Meilani Conley is an Instructor in Computer and Information Sciences at Southwest Baptist University.
Teachers may find it both daunting and difficult to naturally integrate diversity into their curriculum, but I aim to demystify the process in this post. Designing your curriculum with diversity in mind can help enhance learning and foster discussions that identify, recognize and celebrate the impact people from diverse cultures, backgrounds and experiences have on the course content.
Designing Curriculum with Diversity in Mind
The first challenge is addressing the elephant in the room—how do you integrate diversity into curriculum when the content may be different for every course? The answer: micro-integrations. Below are four general strategies you can use to help cater your curriculum and use micro-integrations to introduce students to diverse backgrounds and cultures. The strategies are a combination of two approaches, (1) developing a curriculum that encourages diversity, equity and inclusion and (2) helping students understand and recognize the importance of diversity.
Design with intention
- Naturally, it is easier to design your curriculum with diversity in mind first rather than trying to integrate later.
- Make sure to integrate diversity into all aspects of the course including readings, class discussions and assignments.
Create a non-threatening learning environment
- Establish the guidelines and expectations for all course discussions and communications.
- Share examples that reinforce that all of us are learning and no one—including the instructor—knows everything.

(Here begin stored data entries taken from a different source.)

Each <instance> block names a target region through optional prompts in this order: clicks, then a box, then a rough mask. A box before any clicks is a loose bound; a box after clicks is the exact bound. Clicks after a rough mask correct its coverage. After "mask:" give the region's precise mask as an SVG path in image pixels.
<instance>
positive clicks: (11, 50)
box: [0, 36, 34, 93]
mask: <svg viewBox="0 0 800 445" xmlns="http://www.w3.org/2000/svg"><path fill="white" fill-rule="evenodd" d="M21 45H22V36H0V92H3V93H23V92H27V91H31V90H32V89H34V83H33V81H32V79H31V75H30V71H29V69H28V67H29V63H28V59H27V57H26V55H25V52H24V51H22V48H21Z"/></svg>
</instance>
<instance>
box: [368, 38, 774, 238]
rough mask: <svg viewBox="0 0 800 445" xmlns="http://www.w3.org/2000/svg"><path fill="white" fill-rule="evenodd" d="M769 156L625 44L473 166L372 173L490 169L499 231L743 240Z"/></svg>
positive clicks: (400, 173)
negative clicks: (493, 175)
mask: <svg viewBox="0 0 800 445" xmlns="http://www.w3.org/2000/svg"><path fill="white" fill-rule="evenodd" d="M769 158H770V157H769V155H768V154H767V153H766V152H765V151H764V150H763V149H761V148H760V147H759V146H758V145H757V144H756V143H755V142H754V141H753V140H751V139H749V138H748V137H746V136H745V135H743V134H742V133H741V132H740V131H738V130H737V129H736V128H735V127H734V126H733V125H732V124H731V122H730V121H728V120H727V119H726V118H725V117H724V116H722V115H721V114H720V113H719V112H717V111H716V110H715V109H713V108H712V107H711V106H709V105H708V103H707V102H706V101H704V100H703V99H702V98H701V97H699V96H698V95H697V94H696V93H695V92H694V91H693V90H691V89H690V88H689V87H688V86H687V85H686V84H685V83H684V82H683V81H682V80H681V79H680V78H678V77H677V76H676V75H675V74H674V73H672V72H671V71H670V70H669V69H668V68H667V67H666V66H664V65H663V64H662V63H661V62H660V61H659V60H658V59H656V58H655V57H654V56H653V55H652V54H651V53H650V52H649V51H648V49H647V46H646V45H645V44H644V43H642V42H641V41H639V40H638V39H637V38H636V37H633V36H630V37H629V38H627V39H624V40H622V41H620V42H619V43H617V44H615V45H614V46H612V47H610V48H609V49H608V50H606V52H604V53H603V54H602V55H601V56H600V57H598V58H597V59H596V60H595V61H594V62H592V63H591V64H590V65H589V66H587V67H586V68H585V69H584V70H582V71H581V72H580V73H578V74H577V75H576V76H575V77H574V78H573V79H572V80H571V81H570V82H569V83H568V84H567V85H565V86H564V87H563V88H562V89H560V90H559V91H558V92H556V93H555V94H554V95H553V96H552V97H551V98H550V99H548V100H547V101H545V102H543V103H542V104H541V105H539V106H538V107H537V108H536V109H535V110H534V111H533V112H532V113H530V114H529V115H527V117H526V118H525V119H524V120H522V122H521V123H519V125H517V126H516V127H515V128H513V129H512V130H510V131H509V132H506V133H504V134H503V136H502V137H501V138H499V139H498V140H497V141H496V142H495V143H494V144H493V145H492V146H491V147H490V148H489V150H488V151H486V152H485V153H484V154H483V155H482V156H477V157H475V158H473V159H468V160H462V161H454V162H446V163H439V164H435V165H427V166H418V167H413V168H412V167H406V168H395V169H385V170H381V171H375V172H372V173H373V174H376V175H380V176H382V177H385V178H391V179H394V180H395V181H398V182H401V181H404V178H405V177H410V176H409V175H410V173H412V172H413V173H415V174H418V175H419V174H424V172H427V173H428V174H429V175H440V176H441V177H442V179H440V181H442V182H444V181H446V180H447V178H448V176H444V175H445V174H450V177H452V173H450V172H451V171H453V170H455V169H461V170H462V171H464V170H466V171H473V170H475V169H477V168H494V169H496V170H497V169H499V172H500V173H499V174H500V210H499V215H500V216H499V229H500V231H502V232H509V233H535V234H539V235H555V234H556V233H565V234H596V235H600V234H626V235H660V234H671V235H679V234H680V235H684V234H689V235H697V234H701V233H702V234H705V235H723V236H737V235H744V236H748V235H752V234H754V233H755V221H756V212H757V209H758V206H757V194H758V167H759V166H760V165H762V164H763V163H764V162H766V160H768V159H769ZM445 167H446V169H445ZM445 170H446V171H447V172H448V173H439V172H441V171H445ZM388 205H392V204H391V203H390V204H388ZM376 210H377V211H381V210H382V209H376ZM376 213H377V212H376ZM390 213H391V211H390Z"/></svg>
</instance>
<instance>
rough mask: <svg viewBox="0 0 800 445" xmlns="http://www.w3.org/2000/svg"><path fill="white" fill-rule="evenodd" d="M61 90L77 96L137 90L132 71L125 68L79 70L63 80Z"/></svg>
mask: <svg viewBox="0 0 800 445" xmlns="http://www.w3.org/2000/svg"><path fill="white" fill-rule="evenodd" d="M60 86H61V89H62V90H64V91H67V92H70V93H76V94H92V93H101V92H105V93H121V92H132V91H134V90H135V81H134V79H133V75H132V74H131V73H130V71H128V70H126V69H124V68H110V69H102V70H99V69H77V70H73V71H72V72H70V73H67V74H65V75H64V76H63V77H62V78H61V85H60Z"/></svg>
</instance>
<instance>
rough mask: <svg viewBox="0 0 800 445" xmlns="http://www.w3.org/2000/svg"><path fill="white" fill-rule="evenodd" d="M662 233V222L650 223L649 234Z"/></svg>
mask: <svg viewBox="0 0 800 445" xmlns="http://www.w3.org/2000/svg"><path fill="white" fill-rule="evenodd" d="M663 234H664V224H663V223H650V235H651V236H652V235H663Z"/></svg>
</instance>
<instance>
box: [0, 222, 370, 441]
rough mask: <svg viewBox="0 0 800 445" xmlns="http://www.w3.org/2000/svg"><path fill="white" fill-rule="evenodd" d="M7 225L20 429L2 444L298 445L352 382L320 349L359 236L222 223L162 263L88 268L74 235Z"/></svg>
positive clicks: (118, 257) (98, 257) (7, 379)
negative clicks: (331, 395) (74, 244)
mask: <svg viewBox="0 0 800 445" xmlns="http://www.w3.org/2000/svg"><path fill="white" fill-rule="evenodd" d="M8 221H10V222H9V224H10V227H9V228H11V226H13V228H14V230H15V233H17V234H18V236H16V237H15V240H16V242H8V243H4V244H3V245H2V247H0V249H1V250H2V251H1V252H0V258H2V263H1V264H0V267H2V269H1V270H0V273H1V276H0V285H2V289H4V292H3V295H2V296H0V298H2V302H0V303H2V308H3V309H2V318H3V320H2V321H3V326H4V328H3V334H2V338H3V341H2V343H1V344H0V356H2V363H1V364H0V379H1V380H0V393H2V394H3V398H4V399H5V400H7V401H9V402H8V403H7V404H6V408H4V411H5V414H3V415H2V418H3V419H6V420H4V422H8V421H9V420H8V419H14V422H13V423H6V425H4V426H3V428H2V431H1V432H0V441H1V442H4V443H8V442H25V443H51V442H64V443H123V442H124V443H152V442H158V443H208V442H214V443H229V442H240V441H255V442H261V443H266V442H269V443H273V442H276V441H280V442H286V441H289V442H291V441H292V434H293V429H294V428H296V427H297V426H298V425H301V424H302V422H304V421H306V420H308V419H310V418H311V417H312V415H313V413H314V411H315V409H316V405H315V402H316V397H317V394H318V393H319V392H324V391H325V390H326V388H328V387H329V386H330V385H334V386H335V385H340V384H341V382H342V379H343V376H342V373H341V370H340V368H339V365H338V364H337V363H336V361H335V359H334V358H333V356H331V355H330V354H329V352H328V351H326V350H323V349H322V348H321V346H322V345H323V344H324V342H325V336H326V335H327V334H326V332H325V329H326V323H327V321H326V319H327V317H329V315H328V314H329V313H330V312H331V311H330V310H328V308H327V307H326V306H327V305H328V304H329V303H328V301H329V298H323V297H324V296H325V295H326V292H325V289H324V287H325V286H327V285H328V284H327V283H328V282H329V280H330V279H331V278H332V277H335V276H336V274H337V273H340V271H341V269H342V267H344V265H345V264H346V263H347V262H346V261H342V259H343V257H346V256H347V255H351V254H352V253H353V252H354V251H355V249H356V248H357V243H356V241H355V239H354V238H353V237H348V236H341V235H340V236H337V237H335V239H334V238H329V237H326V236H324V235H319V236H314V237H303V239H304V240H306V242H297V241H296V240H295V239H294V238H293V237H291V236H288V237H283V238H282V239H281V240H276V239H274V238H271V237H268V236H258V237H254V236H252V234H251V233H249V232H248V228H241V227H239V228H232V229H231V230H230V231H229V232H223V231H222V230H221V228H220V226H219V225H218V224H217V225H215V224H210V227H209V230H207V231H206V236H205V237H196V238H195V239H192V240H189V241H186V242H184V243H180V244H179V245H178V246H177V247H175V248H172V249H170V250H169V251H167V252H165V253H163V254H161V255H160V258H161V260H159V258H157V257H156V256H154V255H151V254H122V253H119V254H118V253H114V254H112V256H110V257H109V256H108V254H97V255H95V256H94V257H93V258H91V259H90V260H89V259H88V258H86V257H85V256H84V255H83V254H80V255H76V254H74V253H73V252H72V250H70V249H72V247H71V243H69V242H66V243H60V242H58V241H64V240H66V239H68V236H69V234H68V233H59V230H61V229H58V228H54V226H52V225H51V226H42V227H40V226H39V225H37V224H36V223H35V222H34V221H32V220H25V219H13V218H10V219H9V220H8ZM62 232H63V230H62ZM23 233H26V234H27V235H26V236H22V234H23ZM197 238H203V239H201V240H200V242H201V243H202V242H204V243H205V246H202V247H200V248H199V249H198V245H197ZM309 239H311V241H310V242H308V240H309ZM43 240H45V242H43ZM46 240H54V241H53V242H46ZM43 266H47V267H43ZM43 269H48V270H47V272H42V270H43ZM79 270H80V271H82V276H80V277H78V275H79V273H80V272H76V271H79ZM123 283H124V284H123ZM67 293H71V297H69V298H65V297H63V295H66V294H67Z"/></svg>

- Encourage students to ask and answer questions.
Practice cultural humility
- Take an interpersonal perspective other than your own that respects and recognizes your lack of superiority concerning someone else’s cultural background and experience.
- Research diversity integration resources and gain knowledge about how to integrate diversity into the design of your curriculum.
- Share your experiences and personal pitfalls related to diversity to increase transparency and open dialog with your students.
- Use course materials that represent multiple viewpoints and perspectives.
Establish the significance of diversity with micro-integrations
- Student experiences – Having students share their culture and experiences can enhance diversity integration. Carefully build or structure curriculum around previous or current examples that emerge organically from class discussions and interactions. Only use or refer to examples that students approve or offer openly to the class.
- Diversity impact – Identify an event, invention or someone—past or present—from a different culture, background or perspective that has had an impact or made a significant contribution to the course content. Providing students opportunities to learn about, recognize and celebrate the significance diversity has on the course content or their field of study can be a powerful way to integrate diversity.
- Teaching by example – Examples and case studies provide a great opportunity to integrate diversity because their purpose is to reinforce the course content and help guide students. Integrating diversity can be subtle, such as introducing examples with names from various cultural or ethnic backgrounds or challenging students to research examples given different cultural, racial or other diverse backgrounds. For example, you could have students compare and contrast a business case study with international business practices to identify the similarities and differences in business operations and processes.
- Switching it up – Continuously change how you pair students to discuss and complete course assignments so they can work with, and get to know, someone new.
- Guest speakers and community involvement – Invite guest speakers from community organizations who are from diverse populations or backgrounds to increase diversity awareness and engagement. Sometimes hearing and seeing the importance of diversity from someone else’s perspective can resonate better with students.
Integrating diversity into your curriculum can be difficult, but micro-integrations and mindful planning can help reduce the challenges. Every integration, no matter how small, makes a difference and contributes to a learning environment that celebrates diversity.